I am not going to cede one millimeter of the murky mess to which I have devoted years to giving sense and order. While other teachers continue to enchant and mystify their students with sequences and metaphors, I have distilled the vocabulary and the technique to accessible, objective instructions. While other performers hide their limitations (and their partners’) behind “elegance” I challenge myself and my partners to do the hardest variations of every element and to prove tango’s technology by implementing it with only two fingers of contact.

For more than five years, I have been patiently explaining to friends and foes alike that ‘nuevo’ is an analytic scheme developed in the mid-1990s which makes it easier to improvise. It is not a different dance.

The fact that Roberto and I are athletes, with very strong legs and very flexible hips and shoulders,  cannot be construed  to conclude that we are no longer dancing tango.

No expert I have ever danced with has completed an entire song without adjusting the embrace to the movements. “Close embrace” is part of a continuum of intimacy and functionality which we all depend on, not a political party.

The idea that the extremely sophisticated technology of connected communication and consequence which distinguishes Argentine Tango from all other dances is applicable solely to a single genre of music is patently absurd. It can only be interpreted as some form of obsolete bigotry forgivable solely to doddering elders. Furthermore, it is a pathological approach to marketing which is hazardous to the future economic security of local and global tango communities.

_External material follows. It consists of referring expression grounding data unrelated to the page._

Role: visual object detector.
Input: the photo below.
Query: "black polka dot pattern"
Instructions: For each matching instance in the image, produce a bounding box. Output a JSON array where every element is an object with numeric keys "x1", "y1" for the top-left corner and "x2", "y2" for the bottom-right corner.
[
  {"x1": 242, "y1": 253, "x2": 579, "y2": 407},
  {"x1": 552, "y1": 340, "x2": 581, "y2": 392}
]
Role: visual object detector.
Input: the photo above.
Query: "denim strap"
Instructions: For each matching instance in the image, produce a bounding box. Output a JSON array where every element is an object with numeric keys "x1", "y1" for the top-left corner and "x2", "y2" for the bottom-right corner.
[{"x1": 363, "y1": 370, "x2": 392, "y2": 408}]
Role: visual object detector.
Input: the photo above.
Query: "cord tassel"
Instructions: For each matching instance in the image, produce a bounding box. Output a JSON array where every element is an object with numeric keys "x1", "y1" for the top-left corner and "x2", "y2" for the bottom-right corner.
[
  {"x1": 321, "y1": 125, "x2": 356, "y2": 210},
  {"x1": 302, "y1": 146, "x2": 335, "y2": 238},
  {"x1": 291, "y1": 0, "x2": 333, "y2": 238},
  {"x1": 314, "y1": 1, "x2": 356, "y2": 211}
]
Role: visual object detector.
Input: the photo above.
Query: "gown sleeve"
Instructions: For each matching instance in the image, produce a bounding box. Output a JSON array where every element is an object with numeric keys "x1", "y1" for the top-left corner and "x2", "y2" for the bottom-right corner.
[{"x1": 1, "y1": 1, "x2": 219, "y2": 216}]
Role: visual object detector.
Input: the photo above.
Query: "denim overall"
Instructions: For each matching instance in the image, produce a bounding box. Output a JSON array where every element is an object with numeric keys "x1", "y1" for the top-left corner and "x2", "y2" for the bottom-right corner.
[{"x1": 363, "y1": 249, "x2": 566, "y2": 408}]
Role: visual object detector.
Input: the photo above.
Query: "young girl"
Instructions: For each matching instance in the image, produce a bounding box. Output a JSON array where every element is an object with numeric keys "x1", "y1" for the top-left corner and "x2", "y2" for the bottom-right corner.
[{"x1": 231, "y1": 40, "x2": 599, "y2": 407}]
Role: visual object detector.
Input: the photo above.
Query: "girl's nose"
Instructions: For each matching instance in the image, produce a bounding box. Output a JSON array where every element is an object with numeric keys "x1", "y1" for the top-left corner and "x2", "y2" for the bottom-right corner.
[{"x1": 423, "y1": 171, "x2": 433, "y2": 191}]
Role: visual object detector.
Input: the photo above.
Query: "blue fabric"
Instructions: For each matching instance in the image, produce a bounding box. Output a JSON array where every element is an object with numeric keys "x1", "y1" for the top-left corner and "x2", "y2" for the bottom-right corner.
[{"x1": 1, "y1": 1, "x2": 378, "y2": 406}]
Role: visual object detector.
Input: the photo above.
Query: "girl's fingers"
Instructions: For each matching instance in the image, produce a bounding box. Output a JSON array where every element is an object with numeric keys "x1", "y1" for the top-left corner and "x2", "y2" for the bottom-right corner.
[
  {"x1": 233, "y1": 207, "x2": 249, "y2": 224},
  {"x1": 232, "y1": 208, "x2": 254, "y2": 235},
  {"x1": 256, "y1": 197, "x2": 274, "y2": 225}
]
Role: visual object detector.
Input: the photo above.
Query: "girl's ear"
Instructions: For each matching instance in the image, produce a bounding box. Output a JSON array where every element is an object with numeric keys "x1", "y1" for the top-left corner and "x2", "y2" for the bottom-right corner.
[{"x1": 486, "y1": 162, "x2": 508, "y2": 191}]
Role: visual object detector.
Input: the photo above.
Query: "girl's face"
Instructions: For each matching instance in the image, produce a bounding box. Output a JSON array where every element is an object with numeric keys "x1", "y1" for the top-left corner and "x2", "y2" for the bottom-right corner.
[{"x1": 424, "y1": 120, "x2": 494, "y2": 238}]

Argentina must be disabused of its contemptuous attitude toward the global rhizome on which the industry depends.

I am very, very tired of fighting, but it seems to be my job in this world to tell people what I see. It’s my day job. My night job is to survive the hostility and loneliness that ensue.

Last July, 18 of my closest tango colleagues gave their time and energy to fulfill another of my visions: a music video designed to popularize tango with new audiences. And yet, even in this tremendous accomplishment, two of them balked when I dared to print the words “This is Argentine Tango” across the screen. They felt it was a very controversial statement to make in conjunction with images of Cédric y Jessica, Roberto and myself, and others in our team dancing.

I refuse to retract this statement. I refuse to be bullied away from what I paid for, trained, and analyzed better than many of my teachers. I have invested nearly every day of 14 years into understanding and mastering this dance. Not any other dance. Not some derivative version of it. The dance. One I learned first in the arms of old men in Los Angeles who could afford to study in Buenos Aires, and then in the arms of younger men, the local elite Porteño dancers of the time. The dance which causes every one of my partners and advanced students to become very desired in their communities.

We dance Argentine Tango. And I need to ask both my friends and my enemies to respect that.